She didn't let go of my hand.

Even with blood drying on her skin and the scent of smoke thick in the air, she dragged me forward like a woman possessed. We sprinted down rust-stained alleys and through broken doorways, winding through the bones of the city.

Dawn was breaking. A dull, sickly light that filtered through smog and ash, bleeding across the horizon like an open wound.

"This way," she gasped. "Almost there."

I followed, steps thudding against rusted metal. The city felt empty, but I knew better. Something watched. Somewhere above or beneath, more of those xenos, Dereniks, she'd called them, were moving.

She ducked into a crumbling tenement, pushing through a battered door held together with bent rebar. Inside, the stench of oil and sweat hung heavy. Dim light flickered from a sputtering lumen-strip on the ceiling.

Then I saw him.

A man, sprawled on the floor. Thin. Bearded. His chest was soaked with blood, riddled with cauterized wounds.

Ariana fell to her knees beside him.

"Father..." Her voice broke.

I stood frozen. A sense of helplessness that didn't belong to this life. For a moment, I wasn't a godling from a golden cradle. I was just... someone watching a girl lose everything.

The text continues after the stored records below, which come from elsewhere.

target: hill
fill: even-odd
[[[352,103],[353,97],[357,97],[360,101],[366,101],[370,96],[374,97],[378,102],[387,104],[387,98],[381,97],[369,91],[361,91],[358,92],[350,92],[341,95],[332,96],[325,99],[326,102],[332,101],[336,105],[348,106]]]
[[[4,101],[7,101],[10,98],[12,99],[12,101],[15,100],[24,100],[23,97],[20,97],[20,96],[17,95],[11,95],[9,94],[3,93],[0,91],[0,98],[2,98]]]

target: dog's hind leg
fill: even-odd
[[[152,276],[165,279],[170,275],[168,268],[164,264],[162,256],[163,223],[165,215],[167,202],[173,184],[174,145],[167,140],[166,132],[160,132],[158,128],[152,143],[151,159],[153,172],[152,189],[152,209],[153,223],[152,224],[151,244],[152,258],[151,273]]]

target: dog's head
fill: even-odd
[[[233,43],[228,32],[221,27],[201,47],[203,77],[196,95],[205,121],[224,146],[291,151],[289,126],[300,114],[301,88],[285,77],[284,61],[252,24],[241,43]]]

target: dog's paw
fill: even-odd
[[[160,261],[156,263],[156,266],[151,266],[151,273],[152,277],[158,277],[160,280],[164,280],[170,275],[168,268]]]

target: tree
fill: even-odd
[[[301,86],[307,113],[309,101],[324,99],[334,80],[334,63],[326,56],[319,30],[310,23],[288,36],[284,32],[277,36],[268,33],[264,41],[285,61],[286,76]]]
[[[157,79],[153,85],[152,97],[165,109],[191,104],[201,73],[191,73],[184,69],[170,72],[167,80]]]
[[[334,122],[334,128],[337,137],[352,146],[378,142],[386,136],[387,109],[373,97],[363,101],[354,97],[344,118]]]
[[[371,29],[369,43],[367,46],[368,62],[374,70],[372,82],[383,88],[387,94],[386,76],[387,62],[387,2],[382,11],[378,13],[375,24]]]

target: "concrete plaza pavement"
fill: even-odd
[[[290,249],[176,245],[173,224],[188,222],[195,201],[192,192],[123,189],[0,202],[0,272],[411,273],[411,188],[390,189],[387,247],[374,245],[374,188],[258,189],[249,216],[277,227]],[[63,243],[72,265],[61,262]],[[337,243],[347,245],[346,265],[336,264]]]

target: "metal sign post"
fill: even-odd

She clutched at his hand, whispering broken words I couldn't hear. Then she screamed. Not loud. Not dramatic. A raw, animal sound. The kind of grief that comes when there's no one left to hear you.

I knelt beside her. Reached out slowly. Put a hand on her shoulder.

"I'm sorry."

She didn't flinch. Didn't pull away.

"He... he told me to hide when the sirens went off. He said he'd be back." Her voice was hoarse. "He tried to stop them."

I looked at the burn patterns. Plasma. Precision shots. Executed.

God… What a mess…

"We have to go," she said suddenly. Her eyes were red, but her voice was steady. She wiped her face with a trembling hand and stood. "They'll be back. Dereniks don't leave alarms unanswered."

I glanced back through the cracked doorway. My pod was only a few blocks behind us. Hidden by rubble. But it wouldn't be long before the xenos found it. Or tried to.

I hesitated.

That pod was more than a lifeboat. It was a relic of Terra. There might be data in there, secrets of who I was, what I was built to become. It was a thread back to the Empress and Terran tech. Probably the most advanced in human held hands right now.

I clenched my fists.

But I couldn't drag it. I couldn't hide it. And I wouldn't risk Ariana.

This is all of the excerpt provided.